Wczoraj zebralam sie z lozka wczesnie I po krotkim zastanowieniu poszlam biegac! Gdy wyszlo slonce bylo pieknie, niebieskie niebo etc. Ja w getrach, bluzie, szaliku - 35minut minelo szybciej niz myslalam. Na zegarku wyskoczylo mi przebiegniete okolo 5km. Nie wierze do konca w prawdziwosc tej informacji, ale wyglada to dobrze.. tak na zachete.
To byl dobrze zaczety dzien. Nie przezarlam za duzo kcal, wiec kladlam sle zadowolona.
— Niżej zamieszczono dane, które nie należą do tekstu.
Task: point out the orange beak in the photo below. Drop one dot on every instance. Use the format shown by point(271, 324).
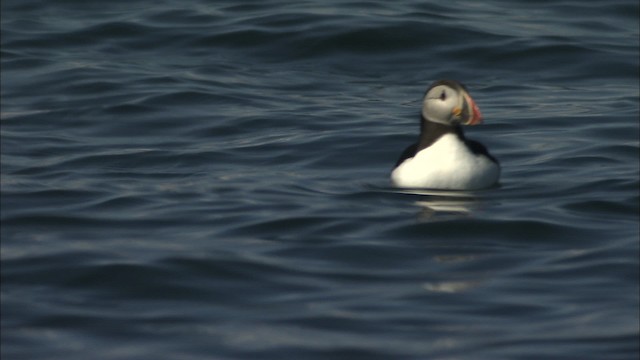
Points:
point(475, 117)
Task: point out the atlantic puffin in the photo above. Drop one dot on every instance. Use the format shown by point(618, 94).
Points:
point(443, 158)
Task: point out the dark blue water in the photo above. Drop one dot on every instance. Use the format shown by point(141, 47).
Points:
point(209, 180)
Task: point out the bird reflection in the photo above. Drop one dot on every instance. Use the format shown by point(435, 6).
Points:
point(444, 205)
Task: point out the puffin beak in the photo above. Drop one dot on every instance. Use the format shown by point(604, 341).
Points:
point(475, 117)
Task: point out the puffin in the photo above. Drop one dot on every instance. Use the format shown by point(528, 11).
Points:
point(443, 158)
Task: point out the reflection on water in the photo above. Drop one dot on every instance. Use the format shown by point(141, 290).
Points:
point(443, 204)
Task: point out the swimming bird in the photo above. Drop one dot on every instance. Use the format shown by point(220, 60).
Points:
point(443, 158)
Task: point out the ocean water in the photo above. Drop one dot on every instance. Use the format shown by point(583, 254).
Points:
point(210, 180)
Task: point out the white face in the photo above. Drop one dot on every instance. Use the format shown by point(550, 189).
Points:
point(439, 104)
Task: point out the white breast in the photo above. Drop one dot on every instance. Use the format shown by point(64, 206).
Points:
point(446, 164)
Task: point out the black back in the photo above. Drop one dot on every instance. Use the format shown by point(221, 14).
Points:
point(430, 132)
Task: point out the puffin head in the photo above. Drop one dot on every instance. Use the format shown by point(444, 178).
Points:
point(448, 102)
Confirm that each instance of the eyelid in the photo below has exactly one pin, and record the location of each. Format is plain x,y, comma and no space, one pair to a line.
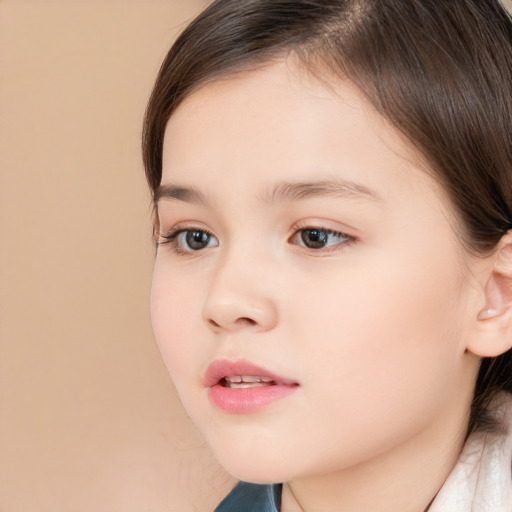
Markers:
171,237
348,239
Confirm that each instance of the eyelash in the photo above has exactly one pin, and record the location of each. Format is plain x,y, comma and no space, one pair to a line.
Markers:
171,238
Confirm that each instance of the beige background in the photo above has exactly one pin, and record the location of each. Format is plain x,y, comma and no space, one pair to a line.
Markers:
89,420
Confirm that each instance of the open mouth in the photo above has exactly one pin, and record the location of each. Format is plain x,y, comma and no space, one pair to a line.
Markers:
246,381
240,387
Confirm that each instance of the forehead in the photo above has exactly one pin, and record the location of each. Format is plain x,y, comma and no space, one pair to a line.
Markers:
279,123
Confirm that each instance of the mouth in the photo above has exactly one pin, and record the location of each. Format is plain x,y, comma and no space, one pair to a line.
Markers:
246,381
240,387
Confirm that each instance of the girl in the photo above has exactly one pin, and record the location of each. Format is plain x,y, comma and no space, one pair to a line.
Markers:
332,182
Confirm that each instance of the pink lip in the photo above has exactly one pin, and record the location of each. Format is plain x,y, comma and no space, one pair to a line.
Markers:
244,400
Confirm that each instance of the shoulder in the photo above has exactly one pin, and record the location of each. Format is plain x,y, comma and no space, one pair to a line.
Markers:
246,497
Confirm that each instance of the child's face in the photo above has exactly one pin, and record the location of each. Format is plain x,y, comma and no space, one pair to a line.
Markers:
317,250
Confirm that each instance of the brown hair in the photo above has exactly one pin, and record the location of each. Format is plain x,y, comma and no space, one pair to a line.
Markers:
440,71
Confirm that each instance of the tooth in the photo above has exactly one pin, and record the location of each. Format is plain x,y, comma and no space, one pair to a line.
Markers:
247,378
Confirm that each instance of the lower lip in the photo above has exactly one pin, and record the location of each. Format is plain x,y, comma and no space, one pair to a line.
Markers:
247,400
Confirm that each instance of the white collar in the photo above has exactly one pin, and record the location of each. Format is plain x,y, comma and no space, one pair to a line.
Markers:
481,481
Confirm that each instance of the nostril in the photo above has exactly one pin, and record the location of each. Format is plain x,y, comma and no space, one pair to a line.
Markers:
246,320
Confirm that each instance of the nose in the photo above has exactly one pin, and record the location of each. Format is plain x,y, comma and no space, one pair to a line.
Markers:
240,298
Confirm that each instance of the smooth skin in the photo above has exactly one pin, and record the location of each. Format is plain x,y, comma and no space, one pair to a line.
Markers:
301,232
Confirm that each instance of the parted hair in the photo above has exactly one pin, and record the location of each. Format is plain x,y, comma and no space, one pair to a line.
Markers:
440,71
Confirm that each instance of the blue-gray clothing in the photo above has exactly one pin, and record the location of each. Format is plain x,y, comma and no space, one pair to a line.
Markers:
252,498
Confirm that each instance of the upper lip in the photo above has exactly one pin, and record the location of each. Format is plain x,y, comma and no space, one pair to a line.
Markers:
222,368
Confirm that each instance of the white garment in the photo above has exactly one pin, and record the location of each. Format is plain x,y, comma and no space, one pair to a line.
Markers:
482,478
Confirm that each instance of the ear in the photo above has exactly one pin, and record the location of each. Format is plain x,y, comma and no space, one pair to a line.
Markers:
493,334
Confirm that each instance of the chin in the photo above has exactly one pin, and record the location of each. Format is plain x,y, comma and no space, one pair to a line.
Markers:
257,470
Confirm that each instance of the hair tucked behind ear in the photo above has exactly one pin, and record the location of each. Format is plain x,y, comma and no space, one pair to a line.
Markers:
440,71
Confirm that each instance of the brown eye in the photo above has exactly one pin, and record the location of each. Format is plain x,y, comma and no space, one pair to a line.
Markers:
320,238
314,238
197,239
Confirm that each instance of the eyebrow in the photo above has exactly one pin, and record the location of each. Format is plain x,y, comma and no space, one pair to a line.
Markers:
179,193
281,192
294,191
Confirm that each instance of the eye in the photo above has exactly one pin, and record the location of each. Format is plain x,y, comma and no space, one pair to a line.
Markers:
189,240
319,238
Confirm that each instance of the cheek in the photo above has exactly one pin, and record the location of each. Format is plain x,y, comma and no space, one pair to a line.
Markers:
389,334
173,316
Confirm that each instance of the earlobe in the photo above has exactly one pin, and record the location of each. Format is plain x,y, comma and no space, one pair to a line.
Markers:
493,335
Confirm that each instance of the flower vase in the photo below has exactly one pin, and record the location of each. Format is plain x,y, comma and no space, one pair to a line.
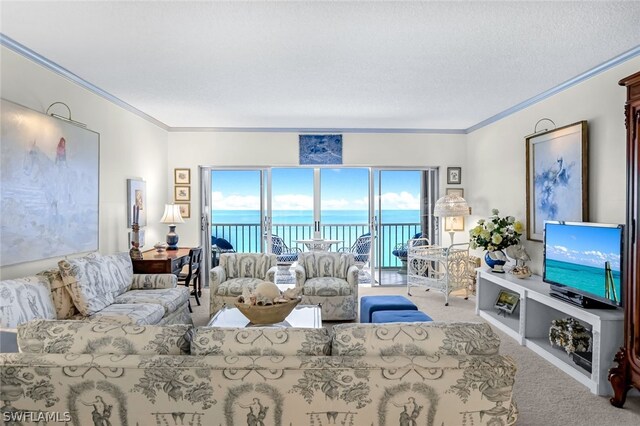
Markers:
496,261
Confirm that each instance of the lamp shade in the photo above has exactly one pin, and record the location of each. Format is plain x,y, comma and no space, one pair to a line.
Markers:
451,206
171,214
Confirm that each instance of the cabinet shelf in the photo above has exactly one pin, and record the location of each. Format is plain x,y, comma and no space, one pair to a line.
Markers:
529,325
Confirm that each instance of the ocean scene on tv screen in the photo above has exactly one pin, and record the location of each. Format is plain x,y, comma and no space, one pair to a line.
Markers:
577,256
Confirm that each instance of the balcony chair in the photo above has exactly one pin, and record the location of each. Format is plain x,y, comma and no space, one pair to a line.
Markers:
219,246
283,253
329,279
236,272
192,272
361,250
401,252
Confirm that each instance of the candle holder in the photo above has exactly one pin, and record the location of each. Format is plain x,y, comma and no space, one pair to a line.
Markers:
135,252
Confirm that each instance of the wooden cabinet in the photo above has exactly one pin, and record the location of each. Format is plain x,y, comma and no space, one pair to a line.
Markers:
627,373
169,262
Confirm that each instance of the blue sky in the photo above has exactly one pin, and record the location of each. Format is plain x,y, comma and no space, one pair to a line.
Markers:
341,189
583,245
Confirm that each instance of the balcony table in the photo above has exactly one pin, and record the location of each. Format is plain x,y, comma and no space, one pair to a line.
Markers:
318,244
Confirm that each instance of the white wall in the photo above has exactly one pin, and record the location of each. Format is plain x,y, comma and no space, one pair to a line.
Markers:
496,153
130,147
192,149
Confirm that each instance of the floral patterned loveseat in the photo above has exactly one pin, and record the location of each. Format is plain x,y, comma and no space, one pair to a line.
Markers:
329,279
363,374
234,273
94,287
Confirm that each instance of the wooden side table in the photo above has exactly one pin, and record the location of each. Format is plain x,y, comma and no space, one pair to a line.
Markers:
167,262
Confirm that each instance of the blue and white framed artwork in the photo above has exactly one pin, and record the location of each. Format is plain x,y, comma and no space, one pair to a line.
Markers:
557,177
49,181
320,149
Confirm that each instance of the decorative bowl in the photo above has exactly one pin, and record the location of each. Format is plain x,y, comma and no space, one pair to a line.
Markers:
270,314
160,247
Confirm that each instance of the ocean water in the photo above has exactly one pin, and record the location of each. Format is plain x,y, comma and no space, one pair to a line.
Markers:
241,228
588,278
306,216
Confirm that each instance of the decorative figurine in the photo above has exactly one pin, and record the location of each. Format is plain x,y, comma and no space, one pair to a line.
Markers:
518,252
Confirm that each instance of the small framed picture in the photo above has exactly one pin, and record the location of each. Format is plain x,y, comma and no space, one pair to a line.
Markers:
140,238
182,193
182,176
185,210
454,175
507,301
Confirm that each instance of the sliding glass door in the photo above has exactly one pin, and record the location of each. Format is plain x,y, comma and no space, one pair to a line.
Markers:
403,209
247,206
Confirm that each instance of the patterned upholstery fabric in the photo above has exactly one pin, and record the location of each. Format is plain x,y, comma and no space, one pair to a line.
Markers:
95,280
179,316
24,299
429,338
326,264
327,286
329,279
234,286
139,313
62,300
261,341
148,281
241,265
58,337
401,388
169,298
236,270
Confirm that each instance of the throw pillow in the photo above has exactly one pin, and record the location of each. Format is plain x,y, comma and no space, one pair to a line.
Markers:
428,338
261,341
103,337
24,299
62,301
94,280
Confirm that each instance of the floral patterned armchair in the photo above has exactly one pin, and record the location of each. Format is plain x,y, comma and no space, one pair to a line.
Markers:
330,279
236,272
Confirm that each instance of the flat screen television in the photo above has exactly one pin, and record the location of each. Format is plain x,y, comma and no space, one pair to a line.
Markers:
583,262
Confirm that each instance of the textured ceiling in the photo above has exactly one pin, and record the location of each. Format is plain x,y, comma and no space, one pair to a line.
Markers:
369,65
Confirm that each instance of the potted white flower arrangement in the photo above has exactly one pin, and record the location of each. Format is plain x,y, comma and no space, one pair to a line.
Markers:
494,235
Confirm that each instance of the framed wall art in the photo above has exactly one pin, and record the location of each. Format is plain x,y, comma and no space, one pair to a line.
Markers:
320,149
557,177
182,176
454,223
185,210
49,182
136,202
182,193
454,175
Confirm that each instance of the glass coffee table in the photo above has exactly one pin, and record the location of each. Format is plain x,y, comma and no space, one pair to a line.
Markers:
302,316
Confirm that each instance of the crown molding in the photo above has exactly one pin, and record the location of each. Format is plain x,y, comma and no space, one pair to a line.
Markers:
41,60
13,45
559,88
312,130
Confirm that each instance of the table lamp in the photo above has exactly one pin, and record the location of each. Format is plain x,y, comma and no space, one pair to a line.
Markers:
172,216
453,206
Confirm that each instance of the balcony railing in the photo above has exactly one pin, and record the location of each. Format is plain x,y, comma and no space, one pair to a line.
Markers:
248,237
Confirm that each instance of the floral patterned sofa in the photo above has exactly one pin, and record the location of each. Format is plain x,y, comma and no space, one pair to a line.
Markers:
235,272
94,287
330,279
364,374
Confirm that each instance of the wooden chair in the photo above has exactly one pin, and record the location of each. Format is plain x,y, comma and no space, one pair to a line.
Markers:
192,272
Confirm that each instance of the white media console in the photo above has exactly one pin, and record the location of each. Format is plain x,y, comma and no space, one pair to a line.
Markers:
529,325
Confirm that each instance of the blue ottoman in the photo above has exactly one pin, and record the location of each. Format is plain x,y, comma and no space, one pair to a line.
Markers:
399,316
371,304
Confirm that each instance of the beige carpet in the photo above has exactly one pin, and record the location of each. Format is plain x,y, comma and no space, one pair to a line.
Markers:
545,395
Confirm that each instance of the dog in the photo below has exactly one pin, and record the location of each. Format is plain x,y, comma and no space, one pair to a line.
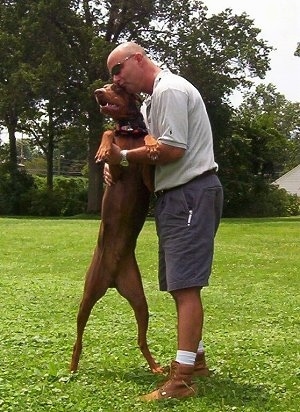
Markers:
124,209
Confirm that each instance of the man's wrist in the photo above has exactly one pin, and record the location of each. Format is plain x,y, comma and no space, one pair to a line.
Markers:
124,161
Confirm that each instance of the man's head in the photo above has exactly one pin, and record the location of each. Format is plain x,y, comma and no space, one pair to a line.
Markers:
131,68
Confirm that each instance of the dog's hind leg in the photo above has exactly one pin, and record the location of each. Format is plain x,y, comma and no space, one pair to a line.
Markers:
129,285
94,288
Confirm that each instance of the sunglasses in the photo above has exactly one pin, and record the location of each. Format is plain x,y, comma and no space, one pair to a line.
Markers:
116,69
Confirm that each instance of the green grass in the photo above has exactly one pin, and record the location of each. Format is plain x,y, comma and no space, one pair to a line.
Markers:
251,327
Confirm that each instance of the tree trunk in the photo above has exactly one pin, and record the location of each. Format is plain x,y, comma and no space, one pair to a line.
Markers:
50,150
11,121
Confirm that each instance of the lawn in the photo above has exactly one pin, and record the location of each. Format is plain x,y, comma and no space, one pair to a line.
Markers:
251,328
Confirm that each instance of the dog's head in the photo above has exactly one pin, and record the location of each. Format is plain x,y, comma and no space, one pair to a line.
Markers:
115,102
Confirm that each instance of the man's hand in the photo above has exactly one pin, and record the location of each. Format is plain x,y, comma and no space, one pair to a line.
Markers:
107,177
113,157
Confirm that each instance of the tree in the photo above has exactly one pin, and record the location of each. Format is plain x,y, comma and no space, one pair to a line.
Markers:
66,43
264,144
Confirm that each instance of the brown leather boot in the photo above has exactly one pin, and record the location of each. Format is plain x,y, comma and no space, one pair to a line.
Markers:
201,368
179,385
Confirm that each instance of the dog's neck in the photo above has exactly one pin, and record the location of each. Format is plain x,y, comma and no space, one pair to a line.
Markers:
131,127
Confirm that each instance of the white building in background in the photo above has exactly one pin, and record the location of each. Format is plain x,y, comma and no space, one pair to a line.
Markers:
290,181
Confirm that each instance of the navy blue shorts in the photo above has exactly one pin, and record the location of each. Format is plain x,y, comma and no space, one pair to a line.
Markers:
187,219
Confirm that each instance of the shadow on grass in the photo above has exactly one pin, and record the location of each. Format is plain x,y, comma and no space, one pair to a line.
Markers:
216,390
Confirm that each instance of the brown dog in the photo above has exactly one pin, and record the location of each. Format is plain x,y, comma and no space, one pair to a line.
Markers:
124,209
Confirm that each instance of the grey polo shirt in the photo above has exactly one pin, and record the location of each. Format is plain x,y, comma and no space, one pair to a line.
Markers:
175,113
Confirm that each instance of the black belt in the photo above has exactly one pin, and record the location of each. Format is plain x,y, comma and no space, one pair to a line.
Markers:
159,193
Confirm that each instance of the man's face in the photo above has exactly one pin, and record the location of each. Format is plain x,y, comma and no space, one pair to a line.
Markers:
125,71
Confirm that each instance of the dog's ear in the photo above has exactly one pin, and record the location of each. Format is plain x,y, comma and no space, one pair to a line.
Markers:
138,100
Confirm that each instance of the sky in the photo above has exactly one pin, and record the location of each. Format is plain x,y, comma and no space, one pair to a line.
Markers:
279,22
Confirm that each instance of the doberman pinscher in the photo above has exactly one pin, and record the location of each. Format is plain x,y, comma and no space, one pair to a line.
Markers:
124,209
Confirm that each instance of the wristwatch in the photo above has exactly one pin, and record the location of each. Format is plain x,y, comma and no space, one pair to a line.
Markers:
124,161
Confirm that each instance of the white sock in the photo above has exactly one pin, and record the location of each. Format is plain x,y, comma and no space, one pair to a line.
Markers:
185,357
200,347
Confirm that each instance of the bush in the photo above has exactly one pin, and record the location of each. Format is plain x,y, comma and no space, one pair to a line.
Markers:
68,197
261,200
23,194
16,190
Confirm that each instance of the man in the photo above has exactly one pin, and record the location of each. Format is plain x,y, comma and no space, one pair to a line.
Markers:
189,198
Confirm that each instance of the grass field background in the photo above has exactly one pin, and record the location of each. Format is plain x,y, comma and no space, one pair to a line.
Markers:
251,331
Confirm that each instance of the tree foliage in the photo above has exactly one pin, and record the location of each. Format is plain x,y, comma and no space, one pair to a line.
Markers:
54,56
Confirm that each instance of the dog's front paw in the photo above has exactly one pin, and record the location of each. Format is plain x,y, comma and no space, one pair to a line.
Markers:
152,147
102,154
104,149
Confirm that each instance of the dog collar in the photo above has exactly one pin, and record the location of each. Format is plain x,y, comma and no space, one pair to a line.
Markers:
128,130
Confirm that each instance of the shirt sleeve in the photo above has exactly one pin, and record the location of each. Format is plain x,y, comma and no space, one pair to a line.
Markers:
171,117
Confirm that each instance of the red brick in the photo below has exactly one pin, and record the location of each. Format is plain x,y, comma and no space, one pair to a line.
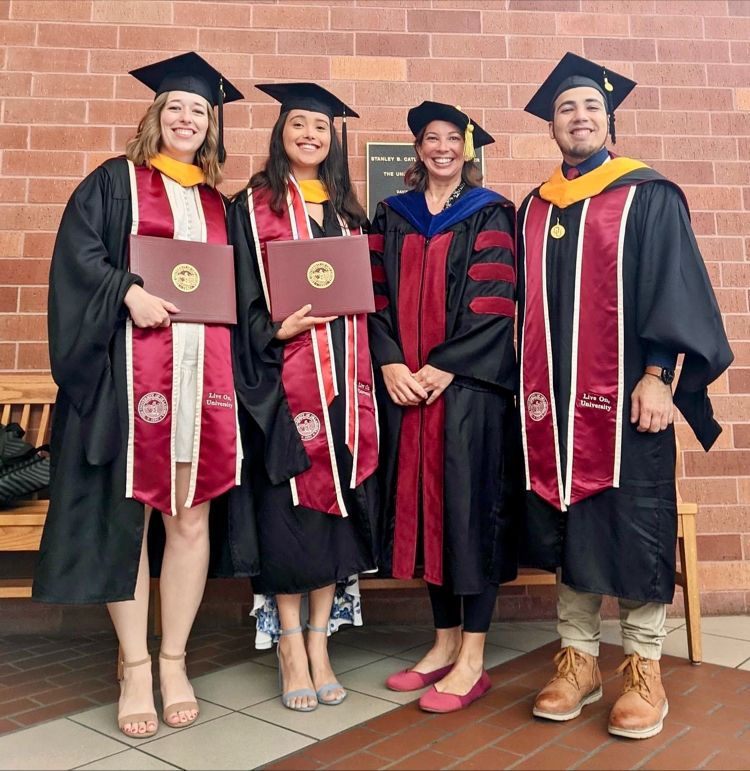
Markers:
8,299
64,10
443,21
53,60
608,49
33,356
536,47
76,35
390,44
16,33
306,16
71,138
375,19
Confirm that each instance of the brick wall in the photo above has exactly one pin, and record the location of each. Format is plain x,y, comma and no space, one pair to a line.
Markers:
66,104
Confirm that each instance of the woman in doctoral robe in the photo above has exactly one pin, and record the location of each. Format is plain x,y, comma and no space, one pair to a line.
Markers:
132,433
306,387
442,338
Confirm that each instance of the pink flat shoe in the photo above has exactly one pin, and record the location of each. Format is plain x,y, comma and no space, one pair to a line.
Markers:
434,701
409,680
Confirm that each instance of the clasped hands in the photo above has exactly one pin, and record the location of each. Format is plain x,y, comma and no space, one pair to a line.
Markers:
408,389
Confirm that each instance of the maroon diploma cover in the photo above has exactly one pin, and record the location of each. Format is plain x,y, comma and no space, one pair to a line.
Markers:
332,274
197,277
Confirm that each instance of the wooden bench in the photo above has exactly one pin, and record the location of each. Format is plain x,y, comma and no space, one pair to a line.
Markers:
26,400
686,576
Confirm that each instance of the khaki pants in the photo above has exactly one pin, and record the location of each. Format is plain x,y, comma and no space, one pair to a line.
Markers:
579,623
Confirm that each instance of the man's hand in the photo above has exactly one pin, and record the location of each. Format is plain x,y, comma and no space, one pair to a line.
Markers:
402,386
147,310
651,405
299,321
433,380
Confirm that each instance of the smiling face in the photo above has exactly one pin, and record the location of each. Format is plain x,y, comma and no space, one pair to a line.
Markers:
184,123
442,151
307,141
579,123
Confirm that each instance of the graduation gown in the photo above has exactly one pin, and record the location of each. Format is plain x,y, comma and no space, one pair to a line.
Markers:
299,548
444,289
92,537
617,540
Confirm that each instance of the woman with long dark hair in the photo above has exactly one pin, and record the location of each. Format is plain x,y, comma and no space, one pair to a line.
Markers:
132,433
315,503
442,263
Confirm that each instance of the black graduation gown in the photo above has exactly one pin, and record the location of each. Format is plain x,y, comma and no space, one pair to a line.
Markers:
622,541
481,442
92,536
299,549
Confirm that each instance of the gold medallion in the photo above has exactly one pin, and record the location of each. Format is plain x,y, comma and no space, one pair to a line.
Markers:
185,277
557,231
321,274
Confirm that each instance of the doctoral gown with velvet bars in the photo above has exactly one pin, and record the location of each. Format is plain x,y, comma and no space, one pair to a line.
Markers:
444,290
622,541
299,549
93,533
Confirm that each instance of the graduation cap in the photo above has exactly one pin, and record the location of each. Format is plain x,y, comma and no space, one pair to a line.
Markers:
574,71
474,135
315,98
192,73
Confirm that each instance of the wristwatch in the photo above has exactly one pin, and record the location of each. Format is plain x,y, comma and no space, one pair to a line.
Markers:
663,373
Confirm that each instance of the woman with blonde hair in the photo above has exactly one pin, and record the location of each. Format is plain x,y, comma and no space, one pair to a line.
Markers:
135,428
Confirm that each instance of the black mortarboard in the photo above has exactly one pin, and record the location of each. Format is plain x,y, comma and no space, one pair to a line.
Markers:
315,98
192,73
474,135
574,71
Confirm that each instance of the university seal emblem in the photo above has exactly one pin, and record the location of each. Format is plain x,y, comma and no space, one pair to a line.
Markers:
308,425
185,277
321,274
153,407
537,405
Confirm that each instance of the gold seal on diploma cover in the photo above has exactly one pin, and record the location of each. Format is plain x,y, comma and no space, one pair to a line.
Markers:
321,274
557,231
185,277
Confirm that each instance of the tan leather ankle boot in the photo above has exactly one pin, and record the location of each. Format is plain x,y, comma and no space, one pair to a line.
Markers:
642,706
576,683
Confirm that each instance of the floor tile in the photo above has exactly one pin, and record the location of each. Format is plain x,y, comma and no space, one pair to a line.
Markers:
521,638
237,687
727,626
724,651
324,721
130,760
388,640
60,744
371,679
234,741
104,720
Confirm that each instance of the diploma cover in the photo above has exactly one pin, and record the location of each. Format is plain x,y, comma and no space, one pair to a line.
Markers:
332,274
197,277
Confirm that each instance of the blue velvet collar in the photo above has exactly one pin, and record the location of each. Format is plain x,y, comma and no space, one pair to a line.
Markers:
413,208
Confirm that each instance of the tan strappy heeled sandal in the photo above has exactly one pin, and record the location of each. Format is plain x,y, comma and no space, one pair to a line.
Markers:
137,717
171,710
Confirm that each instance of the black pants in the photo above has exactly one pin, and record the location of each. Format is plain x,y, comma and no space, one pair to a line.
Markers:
477,608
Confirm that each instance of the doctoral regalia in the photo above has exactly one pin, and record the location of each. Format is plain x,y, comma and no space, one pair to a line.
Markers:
93,533
308,483
609,267
444,290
Dzis bylam na basenie. Poplywalam, potem jacuzzi i sauna. Wyszlam wypoczeta, wymasowana i zmordowana wysilkiem. Bylo super. Mimo ze 20zl za godzine co wpierw wydawalo mi sie drogo, tak po wyjsciu stwierdzilam ze warto. Mysle ze jeszcze w tym tygodniu sie przejde. Tymbardziej ze spacer tam ( zamiast busa) to kolejna motywacja na nabicie krokow.
Kolejne dni, kolejne domowe kiszone ogorki i marynowane grzybki. Mniam!